# Will any hydraulic fluid work for my Boss snow plow?



## 90pioneer

I have a brand new Boss Power V plow. While messing around with it today it was chattering. I read that this can be caused by low hydraulic fluid.

I checked the fill port elbow thing and I could not see any fluid. So I guess they didn't fill it all the way up.

I will need to use the plow in the morning and the Boss plow dealer is closed today.

Does it matter if the hydraulic fluid I use is not Boss specific? There is a Fisher plow dealer I could probably get some fluid from tonight.


----------



## grandview

if you can't get the Boss fluid you can use Western or Meyer or Buyers low temp hydraulic fluids


----------



## 90pioneer

So the fluid the fisher dealer has probably won't work?


----------



## goel

You can also use transmission fluid.

Lots here will botch and moan at me, but i have done it before without problems and actually carry 1L bottles in every truck.


----------



## superdog1

goel;1339562 said:


> You can also use transmission fluid.
> 
> .


If you do this in a Meyer pump, it voids the warranty doesn't it? I am sure it works but.......


----------



## BossPlow2010

goel;1339562 said:


> You can also use transmission fluid.
> 
> Lots here will botch and moan at me, but i have done it before without problems and actually carry 1L bottles in every truck.


Yes you can because the viscosity is relatively the same.
You sir get a gold star for such a good answer.


----------



## B&B

BossPlow2010;1340136 said:


> Yes you can because the viscosity is relatively the same.

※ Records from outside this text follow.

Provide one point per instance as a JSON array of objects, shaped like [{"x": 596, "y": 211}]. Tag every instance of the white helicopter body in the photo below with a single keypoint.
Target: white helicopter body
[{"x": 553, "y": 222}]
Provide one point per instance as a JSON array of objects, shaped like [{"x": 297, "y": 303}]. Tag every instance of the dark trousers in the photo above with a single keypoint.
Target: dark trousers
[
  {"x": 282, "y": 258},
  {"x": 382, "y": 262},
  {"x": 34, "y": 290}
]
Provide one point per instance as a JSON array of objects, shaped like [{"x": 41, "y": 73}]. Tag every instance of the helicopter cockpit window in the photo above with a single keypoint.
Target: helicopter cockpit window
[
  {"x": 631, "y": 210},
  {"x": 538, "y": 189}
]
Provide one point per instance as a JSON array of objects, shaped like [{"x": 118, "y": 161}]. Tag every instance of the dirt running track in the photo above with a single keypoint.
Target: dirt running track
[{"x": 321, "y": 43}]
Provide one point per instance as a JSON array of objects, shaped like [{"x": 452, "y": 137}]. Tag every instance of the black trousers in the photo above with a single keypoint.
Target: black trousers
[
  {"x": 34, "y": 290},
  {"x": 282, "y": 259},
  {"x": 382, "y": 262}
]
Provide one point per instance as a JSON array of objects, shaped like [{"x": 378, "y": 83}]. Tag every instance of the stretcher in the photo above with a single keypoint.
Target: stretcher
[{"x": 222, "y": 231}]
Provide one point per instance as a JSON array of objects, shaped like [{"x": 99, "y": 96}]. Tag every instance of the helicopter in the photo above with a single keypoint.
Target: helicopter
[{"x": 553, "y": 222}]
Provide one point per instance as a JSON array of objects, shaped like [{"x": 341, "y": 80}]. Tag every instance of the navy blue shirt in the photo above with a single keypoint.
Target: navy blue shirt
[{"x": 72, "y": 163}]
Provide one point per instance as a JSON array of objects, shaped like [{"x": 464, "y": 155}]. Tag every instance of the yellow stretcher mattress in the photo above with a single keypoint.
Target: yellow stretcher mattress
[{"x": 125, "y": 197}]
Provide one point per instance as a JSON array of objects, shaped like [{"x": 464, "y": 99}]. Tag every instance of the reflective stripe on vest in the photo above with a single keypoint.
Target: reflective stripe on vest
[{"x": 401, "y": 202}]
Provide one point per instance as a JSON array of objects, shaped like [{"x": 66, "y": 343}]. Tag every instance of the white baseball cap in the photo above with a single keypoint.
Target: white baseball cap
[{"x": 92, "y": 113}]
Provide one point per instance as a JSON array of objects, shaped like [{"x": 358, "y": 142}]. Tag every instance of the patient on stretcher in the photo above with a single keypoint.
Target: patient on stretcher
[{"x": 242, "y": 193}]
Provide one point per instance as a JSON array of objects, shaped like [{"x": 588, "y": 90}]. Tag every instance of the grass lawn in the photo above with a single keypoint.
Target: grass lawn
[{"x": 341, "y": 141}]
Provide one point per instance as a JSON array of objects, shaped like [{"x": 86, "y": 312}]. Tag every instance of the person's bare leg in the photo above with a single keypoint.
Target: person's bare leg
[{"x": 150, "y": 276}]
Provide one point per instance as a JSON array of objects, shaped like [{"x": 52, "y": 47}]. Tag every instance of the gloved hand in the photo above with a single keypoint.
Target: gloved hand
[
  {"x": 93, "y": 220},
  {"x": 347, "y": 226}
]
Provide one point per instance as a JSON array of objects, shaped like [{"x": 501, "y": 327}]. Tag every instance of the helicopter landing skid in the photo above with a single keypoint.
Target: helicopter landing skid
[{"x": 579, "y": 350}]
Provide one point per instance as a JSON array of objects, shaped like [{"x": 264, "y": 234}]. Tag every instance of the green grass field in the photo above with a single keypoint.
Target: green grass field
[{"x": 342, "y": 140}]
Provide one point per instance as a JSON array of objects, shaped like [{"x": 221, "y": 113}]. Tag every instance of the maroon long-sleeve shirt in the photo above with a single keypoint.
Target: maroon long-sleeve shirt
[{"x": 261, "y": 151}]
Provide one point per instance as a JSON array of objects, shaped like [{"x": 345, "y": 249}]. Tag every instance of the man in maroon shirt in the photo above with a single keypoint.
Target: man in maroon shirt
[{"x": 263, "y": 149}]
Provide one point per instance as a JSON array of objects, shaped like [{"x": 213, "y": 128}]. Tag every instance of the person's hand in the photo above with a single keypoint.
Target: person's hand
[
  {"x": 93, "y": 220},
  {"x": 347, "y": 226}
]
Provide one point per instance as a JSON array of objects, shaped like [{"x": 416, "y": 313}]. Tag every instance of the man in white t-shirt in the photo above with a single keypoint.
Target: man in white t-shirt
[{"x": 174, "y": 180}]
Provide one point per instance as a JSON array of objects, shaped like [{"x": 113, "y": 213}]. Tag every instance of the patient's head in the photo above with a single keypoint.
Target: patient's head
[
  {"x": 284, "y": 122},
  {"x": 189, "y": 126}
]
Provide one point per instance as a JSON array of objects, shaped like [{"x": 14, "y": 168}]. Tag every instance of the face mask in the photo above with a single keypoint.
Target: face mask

Not at low temperatures it isn't. ATF is up to 11 time thicker than dedicated plow fluid (or fluids meeting the same specs as such) thus increasing amp draw on the electricals both on the plow and truck side. We've fixed many issues over the years simply because the owner was running ATF. On the Boss's specifically it's normally related to wing relief issues. Thicker fluid simply doesn't work as intended with them and they believe it's a problem in the hydro manifold when in actuality it's the fluid.

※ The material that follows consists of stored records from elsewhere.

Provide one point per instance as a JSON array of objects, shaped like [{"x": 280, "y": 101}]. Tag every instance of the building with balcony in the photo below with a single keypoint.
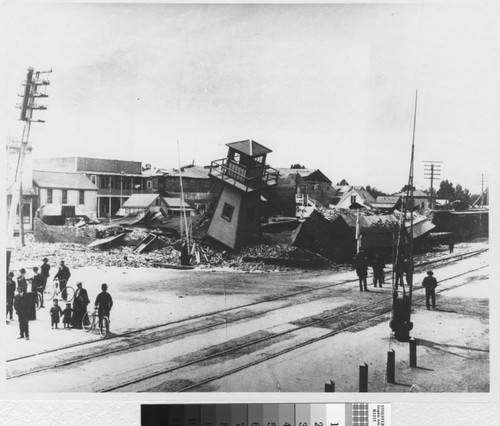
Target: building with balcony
[
  {"x": 297, "y": 187},
  {"x": 116, "y": 180},
  {"x": 29, "y": 192},
  {"x": 62, "y": 188},
  {"x": 244, "y": 174}
]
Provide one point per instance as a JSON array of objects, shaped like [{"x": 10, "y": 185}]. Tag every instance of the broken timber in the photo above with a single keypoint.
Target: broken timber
[{"x": 107, "y": 240}]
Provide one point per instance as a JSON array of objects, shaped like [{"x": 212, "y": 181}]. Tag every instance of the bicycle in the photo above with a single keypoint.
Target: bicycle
[
  {"x": 38, "y": 300},
  {"x": 91, "y": 320},
  {"x": 52, "y": 290}
]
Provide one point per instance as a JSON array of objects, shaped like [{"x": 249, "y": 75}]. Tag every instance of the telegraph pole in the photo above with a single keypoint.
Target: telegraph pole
[
  {"x": 432, "y": 170},
  {"x": 32, "y": 90}
]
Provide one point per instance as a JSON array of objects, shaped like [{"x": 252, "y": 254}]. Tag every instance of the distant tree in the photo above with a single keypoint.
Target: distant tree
[
  {"x": 463, "y": 194},
  {"x": 446, "y": 191},
  {"x": 374, "y": 191},
  {"x": 405, "y": 188}
]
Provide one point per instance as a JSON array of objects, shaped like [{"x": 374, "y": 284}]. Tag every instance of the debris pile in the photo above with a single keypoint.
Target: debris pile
[{"x": 253, "y": 258}]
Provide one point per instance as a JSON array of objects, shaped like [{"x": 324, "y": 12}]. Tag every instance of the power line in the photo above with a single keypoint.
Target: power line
[{"x": 432, "y": 170}]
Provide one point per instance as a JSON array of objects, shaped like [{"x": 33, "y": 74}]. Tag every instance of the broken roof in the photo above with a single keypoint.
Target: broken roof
[
  {"x": 418, "y": 193},
  {"x": 62, "y": 180},
  {"x": 140, "y": 200},
  {"x": 176, "y": 203},
  {"x": 249, "y": 147},
  {"x": 191, "y": 171},
  {"x": 362, "y": 192},
  {"x": 308, "y": 174}
]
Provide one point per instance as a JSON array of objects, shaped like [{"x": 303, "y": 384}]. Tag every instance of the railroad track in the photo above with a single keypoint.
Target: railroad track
[
  {"x": 383, "y": 310},
  {"x": 127, "y": 345}
]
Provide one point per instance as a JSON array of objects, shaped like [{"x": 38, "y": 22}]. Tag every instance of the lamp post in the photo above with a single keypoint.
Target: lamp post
[{"x": 121, "y": 188}]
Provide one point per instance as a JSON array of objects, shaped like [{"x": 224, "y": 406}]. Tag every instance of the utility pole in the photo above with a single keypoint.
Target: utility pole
[
  {"x": 484, "y": 191},
  {"x": 32, "y": 87},
  {"x": 432, "y": 170}
]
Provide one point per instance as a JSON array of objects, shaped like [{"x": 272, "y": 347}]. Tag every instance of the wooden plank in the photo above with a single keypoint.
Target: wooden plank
[{"x": 102, "y": 241}]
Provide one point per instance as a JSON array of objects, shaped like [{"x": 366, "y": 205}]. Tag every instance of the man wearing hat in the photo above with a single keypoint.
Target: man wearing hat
[
  {"x": 430, "y": 284},
  {"x": 11, "y": 291},
  {"x": 44, "y": 269},
  {"x": 103, "y": 303},
  {"x": 38, "y": 284},
  {"x": 22, "y": 306},
  {"x": 21, "y": 279},
  {"x": 80, "y": 303},
  {"x": 62, "y": 275}
]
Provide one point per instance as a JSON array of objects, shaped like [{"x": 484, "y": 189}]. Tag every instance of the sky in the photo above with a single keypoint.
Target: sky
[{"x": 328, "y": 86}]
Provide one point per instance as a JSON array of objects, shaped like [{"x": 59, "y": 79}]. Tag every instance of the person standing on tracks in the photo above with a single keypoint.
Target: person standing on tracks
[
  {"x": 430, "y": 284},
  {"x": 11, "y": 291},
  {"x": 378, "y": 271},
  {"x": 103, "y": 304},
  {"x": 21, "y": 279},
  {"x": 80, "y": 303},
  {"x": 38, "y": 284},
  {"x": 22, "y": 305},
  {"x": 44, "y": 270},
  {"x": 62, "y": 275},
  {"x": 185, "y": 256},
  {"x": 361, "y": 267},
  {"x": 55, "y": 314}
]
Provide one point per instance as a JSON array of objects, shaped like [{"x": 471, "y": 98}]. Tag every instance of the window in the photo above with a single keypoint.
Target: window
[
  {"x": 250, "y": 215},
  {"x": 227, "y": 211}
]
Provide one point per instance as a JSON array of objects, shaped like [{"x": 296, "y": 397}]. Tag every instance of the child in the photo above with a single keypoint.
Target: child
[
  {"x": 55, "y": 314},
  {"x": 67, "y": 315}
]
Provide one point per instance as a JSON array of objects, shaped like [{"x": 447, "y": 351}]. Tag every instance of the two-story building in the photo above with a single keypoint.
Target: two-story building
[
  {"x": 116, "y": 180},
  {"x": 29, "y": 192},
  {"x": 62, "y": 188},
  {"x": 297, "y": 186}
]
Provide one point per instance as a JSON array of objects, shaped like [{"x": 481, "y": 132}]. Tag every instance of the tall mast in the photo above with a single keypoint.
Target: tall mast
[
  {"x": 183, "y": 210},
  {"x": 401, "y": 307}
]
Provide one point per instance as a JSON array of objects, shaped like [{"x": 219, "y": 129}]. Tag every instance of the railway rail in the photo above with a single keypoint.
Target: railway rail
[
  {"x": 129, "y": 346},
  {"x": 278, "y": 335}
]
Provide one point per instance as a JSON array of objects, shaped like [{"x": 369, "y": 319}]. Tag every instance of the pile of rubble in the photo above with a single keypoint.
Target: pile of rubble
[{"x": 77, "y": 256}]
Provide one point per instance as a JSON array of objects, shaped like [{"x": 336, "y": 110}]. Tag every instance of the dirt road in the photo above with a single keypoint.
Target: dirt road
[{"x": 275, "y": 332}]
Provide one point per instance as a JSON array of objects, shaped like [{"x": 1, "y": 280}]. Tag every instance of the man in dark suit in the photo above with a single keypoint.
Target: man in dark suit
[
  {"x": 80, "y": 303},
  {"x": 22, "y": 306},
  {"x": 103, "y": 304},
  {"x": 62, "y": 275},
  {"x": 44, "y": 269},
  {"x": 11, "y": 291},
  {"x": 38, "y": 283},
  {"x": 430, "y": 284}
]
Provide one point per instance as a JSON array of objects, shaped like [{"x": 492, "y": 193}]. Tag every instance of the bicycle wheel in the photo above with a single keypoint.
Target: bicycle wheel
[
  {"x": 87, "y": 322},
  {"x": 38, "y": 301},
  {"x": 104, "y": 328},
  {"x": 68, "y": 294}
]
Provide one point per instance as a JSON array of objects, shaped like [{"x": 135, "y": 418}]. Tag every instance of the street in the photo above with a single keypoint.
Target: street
[{"x": 230, "y": 331}]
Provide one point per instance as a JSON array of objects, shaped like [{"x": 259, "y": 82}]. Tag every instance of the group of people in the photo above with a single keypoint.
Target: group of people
[
  {"x": 361, "y": 265},
  {"x": 401, "y": 269},
  {"x": 22, "y": 302}
]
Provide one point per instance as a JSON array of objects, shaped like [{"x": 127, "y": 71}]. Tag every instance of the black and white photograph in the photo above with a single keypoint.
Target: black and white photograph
[{"x": 265, "y": 198}]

Guys will spend $6000 on a piece of equipment and then run it on $3 qt fluid...to save $14.


----------



## goel

OP was in a pinch.

If you do not have/carry hydraulic fluid you can find ATF at a gas station in the middle of the night.

If it gets you thru the night, then the long term fix it later.


----------



## Eddie cunningham

The Simple Solution is carrying a couple quarts in every truck of whatever brand your pump calls for. It's that simple. If you're running low go grab another case because you know you're going to do your own flush. If you don't have any and you ran out and you know the store is closed, no disrespect intended, to me that is not staying on top of your business. After every round I make sure everything is fine and if not it gets fixed the right way. That's why we carry back up plows also. Yes I know a lot of people cannot afford them but if you're in this business you should at least have to Reliable trucks with the same plow receivers. Just my opinion, 28 years in this business as I know many of you have been doing it almost just as long and longer . carry fluid and hoses & spring


----------



## superdog1

Eddie, I see you are new to plow site and welcome! It is a good idea to check the start date of these threads and the last time a post was made. While I agree with your post 100%, this thread has been dead since 11/6/11 Lol


----------



## Eddie cunningham

superdog1 said:


> Eddie, I see you are new to plow site and welcome! It is a good idea to check the start date of these threads and the last time a post was made. While I agree with your post 100%, this thread has been dead since 11/6/11 Lol


LOL thanks for pointing that out LOL... Yes I am new to this site. Being as old as it is it was still a little helpful. Still would never put ATF in my plows, where do you find current threads? Greatly appreciated in advance


----------



## Randall Ave

Hit menu, then recent or new posts.


----------



## Eddie cunningham

Randall Ave said:


> Hit menu, then recent or new posts.


Thanks randall!


----------



## theplowmeister

Its alive now

I use Fisher low temp fluid in all my plows (Fisher, Boss< meyer)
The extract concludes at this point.